This one is in B minor and is important as a personal achievement for a couple of reasons. One is that I finally finished my hommage to Elizabethan composers generally and William Byrd and Thomas Tallis particularly. I made a point of using material from Byrd's greatest mass, the Mass for 5 voices. Both the lines in the initial kyrie eleison and christe eleison make sequential appearances in the fugue. In fact the opening treble line of "kyrie eleison" is the subject of the fugue. Byrd's gift for melody entwining with melody is one that has rarely been surpassed. I suppose Palestrina and Josquin are "better" but Byrd's music is more personally endearing to me.
By accident that is now on purpose I ended up quoting "e'en the spirit of truth" from Tallis' lovely choral anthem "If ye Love me" that sets Christ's words to his disciples the night of his betrayal from the gospel of John. The prelude is based on the style but not the substance of Byrd's Ninth Pavan for keyboard. In other words, this short little prelude and fugue for guitar is utterly saturated with material from English sacred choral music. I sang too much of Byrd and Tallis to not eventually compose something that reflects upon the artistic debt I owe them even if virtually no one would ever know that about me.
The piece started off as an hommage to the great English choral composers from the Elizabethan period (Byrd first, Tallis by accident) but has ended up as a memorial piece. I had a cousin who died of cancer just a week ago and in the midst of job hunting and saddened by the loss of a cousin who wasn't even yet thirty the prelude and fugue in B minor were the only musical ideas at hand that I could use to work through how I felt about a whole bunch of stuff I'm not going to describe in more detail on this blog than I already have.

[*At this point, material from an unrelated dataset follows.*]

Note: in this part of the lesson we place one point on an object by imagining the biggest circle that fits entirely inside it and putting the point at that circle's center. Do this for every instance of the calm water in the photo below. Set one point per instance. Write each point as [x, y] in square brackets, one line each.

Some time ago I had resolved that if I were to end a set of 24 preludes and fugues that I ought to end it with a tribute to Byrd's legacy. The work is somber, though, and a recent death in the family made an already serious project turn into something even more sombre. Nevertheless, I believe it was the right approach to take for this piece. I am sorry my cousin died of cancer so young. There was no funeral and no memorial service, just a cremated body, leaving some of us who live on with a lack of opportunity to work through our sense of loss. In my case I have dealt with it by a new focus on a work I had already begun composing before I even knew my cousin had cancer.